USPS and Canada Post have to be the worst for speedy delivery....sheesh. Twelve days for a three day service!









Anyway...Here it is flanked by the Accutron and Aquaracer. It's a small watch. The bead blasted finish is impeccable.


----------



## jimbotime (May 20, 2009)

got to say the others are nice but that cougar is purrrrfect.


----------



## mrteatime (Oct 25, 2006)

that looks mint.......


----------



## BlueKnight (Oct 29, 2009)

mrteatime said:


> that looks mint.......


It's a brand new watch from West Coast Time. They do mods on O&W's


----------



## mrteatime (Oct 25, 2006)

BlueKnight said:


> mrteatime said:
> 
> 
> > that looks mint.......
> ...


think i might be contacting howard then


----------



## BlueKnight (Oct 29, 2009)

mrteatime said:


> think i might be contacting howard then


Seems like a nice guy. Do you want his address and phone? I know he has a couple different models for sale.


----------



## mrteatime (Oct 25, 2006)

BlueKnight said:


> mrteatime said:
> 
> 
> > think i might be contacting howard then
> ...


i have one of howards awesome business cards


----------



## mjolnir (Jan 3, 2006)

I really like the blue hand on that. Stands out well against the dial.



mrteatime said:


> i have one of howards awesome business cards


I've seen you mention these before Shawn. I'm intrigued... Don't suppose you have a picture of it?


----------



## BlueKnight (Oct 29, 2009)

Not awesome but he does have a sense of humor.


----------



## PaulBoy (Dec 2, 2007)

Superb looking O&W - The blasted look works well & the blue second sweep is a nice touch - Health to wear ... Paul :thumbsup:


----------



## sheepshearer (Oct 27, 2009)

ooh that's purdy. how resilient are those types of finish?


----------



## BlueKnight (Oct 29, 2009)

sheepshearer said:


> ooh that's purdy. how resilient are those types of finish?

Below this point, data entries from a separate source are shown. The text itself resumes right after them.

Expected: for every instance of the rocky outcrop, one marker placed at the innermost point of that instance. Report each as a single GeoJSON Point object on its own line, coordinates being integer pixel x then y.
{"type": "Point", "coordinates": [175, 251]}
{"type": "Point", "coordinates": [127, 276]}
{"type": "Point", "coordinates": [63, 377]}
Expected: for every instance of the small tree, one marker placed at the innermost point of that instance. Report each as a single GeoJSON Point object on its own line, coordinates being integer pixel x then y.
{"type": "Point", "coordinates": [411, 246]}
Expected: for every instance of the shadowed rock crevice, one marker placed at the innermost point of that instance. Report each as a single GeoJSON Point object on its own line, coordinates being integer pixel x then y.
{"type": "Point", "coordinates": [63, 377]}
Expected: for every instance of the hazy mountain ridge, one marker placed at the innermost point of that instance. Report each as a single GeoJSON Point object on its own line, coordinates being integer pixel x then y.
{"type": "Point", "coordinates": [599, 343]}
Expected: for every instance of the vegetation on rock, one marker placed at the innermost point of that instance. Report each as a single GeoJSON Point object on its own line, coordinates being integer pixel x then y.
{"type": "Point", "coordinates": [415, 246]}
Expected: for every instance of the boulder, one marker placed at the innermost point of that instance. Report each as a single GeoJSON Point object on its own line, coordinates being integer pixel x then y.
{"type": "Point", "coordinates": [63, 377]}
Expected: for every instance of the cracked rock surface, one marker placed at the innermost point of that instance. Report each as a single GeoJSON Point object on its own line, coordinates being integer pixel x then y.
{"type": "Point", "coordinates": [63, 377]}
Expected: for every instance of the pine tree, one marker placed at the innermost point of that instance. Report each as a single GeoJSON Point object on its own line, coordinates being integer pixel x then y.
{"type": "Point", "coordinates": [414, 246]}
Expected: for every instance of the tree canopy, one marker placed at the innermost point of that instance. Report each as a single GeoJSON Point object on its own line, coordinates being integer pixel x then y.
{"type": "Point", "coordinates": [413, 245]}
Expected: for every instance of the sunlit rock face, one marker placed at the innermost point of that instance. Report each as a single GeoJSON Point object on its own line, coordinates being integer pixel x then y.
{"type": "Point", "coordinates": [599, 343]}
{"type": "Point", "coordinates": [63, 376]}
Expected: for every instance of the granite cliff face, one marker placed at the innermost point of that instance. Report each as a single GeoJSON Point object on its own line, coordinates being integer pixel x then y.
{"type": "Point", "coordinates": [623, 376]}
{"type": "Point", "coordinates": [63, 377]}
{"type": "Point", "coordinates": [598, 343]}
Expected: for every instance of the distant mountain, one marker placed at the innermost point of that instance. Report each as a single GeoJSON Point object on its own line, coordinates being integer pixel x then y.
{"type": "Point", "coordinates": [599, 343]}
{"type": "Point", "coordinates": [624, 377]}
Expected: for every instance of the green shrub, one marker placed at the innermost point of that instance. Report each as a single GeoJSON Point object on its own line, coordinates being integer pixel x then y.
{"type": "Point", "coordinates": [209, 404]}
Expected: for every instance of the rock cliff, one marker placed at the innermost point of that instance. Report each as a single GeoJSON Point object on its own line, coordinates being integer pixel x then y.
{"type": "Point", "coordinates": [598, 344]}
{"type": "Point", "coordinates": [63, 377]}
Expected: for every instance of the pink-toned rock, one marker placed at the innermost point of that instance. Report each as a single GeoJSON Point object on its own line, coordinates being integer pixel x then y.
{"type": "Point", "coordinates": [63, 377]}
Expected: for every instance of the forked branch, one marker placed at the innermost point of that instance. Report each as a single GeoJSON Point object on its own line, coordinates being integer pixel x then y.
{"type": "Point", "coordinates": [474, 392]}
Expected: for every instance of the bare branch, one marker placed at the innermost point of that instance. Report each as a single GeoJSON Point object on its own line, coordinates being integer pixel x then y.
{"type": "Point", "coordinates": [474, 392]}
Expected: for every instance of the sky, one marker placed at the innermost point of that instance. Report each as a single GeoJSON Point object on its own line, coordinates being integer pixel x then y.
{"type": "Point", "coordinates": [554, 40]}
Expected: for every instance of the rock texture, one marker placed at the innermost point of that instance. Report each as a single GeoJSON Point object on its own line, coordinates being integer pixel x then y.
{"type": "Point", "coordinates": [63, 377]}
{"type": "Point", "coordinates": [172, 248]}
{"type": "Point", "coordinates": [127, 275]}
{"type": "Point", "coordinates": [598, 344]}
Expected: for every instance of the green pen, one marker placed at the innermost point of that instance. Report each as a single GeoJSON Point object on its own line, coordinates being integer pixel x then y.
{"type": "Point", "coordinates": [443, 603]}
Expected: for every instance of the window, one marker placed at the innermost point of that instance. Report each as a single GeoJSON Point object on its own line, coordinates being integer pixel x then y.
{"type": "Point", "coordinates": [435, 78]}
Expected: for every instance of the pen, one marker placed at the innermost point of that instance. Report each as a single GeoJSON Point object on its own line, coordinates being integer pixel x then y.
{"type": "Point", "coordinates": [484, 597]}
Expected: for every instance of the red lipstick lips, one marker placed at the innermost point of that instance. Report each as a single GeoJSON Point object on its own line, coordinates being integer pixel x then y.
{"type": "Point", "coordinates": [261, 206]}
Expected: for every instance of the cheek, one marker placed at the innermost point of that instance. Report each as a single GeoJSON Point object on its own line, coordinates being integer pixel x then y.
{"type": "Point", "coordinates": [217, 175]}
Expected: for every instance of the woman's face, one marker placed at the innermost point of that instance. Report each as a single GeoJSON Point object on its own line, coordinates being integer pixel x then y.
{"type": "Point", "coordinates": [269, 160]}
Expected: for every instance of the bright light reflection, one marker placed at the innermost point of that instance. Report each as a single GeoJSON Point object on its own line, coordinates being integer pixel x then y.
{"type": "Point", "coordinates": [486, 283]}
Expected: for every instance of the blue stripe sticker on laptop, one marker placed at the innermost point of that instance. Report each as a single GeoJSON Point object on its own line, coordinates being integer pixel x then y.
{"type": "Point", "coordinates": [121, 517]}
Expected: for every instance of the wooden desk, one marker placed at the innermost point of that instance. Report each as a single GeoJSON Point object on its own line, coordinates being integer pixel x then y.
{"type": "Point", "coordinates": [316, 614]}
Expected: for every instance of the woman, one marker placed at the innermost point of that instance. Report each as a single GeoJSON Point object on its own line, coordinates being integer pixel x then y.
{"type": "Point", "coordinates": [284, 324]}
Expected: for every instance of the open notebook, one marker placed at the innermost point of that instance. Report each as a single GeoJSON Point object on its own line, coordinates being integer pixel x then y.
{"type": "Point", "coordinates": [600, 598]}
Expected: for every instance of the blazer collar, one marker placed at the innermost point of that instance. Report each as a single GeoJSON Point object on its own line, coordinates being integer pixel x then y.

They are more prone to scratches and probably should not be used as a daily beater unless of course you want to be on the WABI Wall of Fame. Thanks for the kudo.


----------



## mjolnir (Jan 3, 2006)

BlueKnight said:


> Not awesome but he does have a sense of humor.


Cheers. I like it


----------



## Odo (Mar 22, 2009)

That looks really nice, love the grey/blue combination.

The other two aren't bad either


----------



## RLE (Nov 26, 2009)

Something completely different and must admit to being tempted to adding one of these. keep coming back for a second, third look etc. Not good that!!!


----------